Les conséquences sur la qualification des emplois et la montée des inégalités dans les pays développés. Les stratégies des firmes transnationales face à la mondialisation ont des effets sur la qualification des emplois proposés dans les pays développés. Dans le cas de la différenciation des produits, les produits deviennent de plus en plus complexes, incorporant de plus en plus de technologies et les incorporant de plus en plus rapidement. Cela nécessite une main d'œuvre de plus en plus qualifiée, excluant ainsi les travailleurs les moins qualifiés de l'emploi dans les firmes transnationales mais aussi dans leurs sous-traitants qui ont les mêmes exigences au niveau de la qualité. Les délocalisations aboutissent à peu près au même résultat : en transférant les emplois les moins qualifiés dans d'autres pays, se développent dans le pays d'origine des emplois de gestion, de contrôle, etc., tous emplois nécessitant des qualifications élevées.
Quels sont les effets de ces transformations des emplois sur les inégalités ? Au même titre que le progrès technique, la mondialisation supprime dans les pays développés les emplois les moins qualifiés. Les emplois qu'elle développe sont d'une part des emplois qualifiés soit en amont du processus productif lui-même soit pour gérer la complexité de la répartition des tâches entre les pays, et d'autre part des emplois nécessitant une grande flexibilité pour permettre d'adapter l'offre aux variations de la demande.
Résultat : les travailleurs ne pouvant présenter des qualités sur un de ces deux plans ne trouvent plus d'emploi. Cela accroît donc les inégalités puisque un travailleur peu qualifié, désavantagé sur le plan du salaire, sera de plus menacé sur le plan de l'emploi, avec peu de perspective de sortir du chômage s'il a été licencié. Ces travailleurs vont donc constituer le noyau dur du chômage.

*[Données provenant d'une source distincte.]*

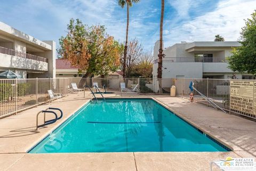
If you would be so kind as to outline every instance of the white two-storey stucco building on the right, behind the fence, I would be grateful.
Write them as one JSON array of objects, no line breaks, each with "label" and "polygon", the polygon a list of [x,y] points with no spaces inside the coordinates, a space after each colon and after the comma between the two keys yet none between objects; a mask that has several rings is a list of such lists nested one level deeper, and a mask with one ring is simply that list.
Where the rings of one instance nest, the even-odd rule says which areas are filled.
[{"label": "white two-storey stucco building on the right, behind the fence", "polygon": [[[253,79],[252,75],[233,72],[227,56],[238,42],[181,42],[164,49],[163,78],[237,78]],[[153,78],[157,78],[159,41],[154,46]]]}]

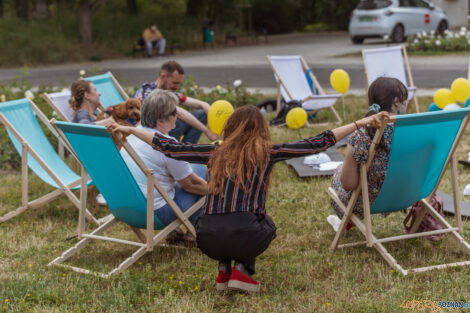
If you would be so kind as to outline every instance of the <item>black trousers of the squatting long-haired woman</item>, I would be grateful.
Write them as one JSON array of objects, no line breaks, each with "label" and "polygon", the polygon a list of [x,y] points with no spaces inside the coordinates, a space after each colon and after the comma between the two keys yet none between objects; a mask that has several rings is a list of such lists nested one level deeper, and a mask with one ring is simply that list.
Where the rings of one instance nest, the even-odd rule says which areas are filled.
[{"label": "black trousers of the squatting long-haired woman", "polygon": [[242,263],[255,273],[255,259],[276,238],[276,226],[267,215],[251,212],[204,214],[196,224],[197,245],[211,259]]}]

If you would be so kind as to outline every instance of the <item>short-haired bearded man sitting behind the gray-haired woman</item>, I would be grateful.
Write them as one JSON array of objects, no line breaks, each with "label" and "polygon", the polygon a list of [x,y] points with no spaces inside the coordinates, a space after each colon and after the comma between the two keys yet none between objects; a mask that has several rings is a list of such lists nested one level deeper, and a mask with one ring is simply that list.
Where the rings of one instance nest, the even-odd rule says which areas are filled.
[{"label": "short-haired bearded man sitting behind the gray-haired woman", "polygon": [[214,134],[205,125],[207,124],[207,112],[210,105],[176,92],[183,81],[183,67],[176,61],[168,61],[162,64],[160,74],[153,83],[145,83],[134,95],[134,98],[144,101],[145,98],[154,90],[173,91],[179,99],[179,104],[194,109],[191,113],[178,107],[178,120],[176,127],[170,132],[170,136],[181,140],[182,142],[197,143],[204,133],[211,141],[217,140],[218,136]]}]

Enfin, la recherche de la compétitivité à tout prix débouche sur une remise en cause de tout ce qui peut contribuer à élever le coût du travail (protection sociale, en particulier) et/ou de tout ce qui peut limiter sa flexibilité (réglementation du travail, par exemple). Elle augmente aussi le stress au travail, donc sa pénibilité, comme le montrent toutes les études statistiques sur le sujet. Sur tous ces plans, la mondialisation accroît la pression sur les travailleurs les plus fragiles et contribue donc à l'augmentation des inégalités.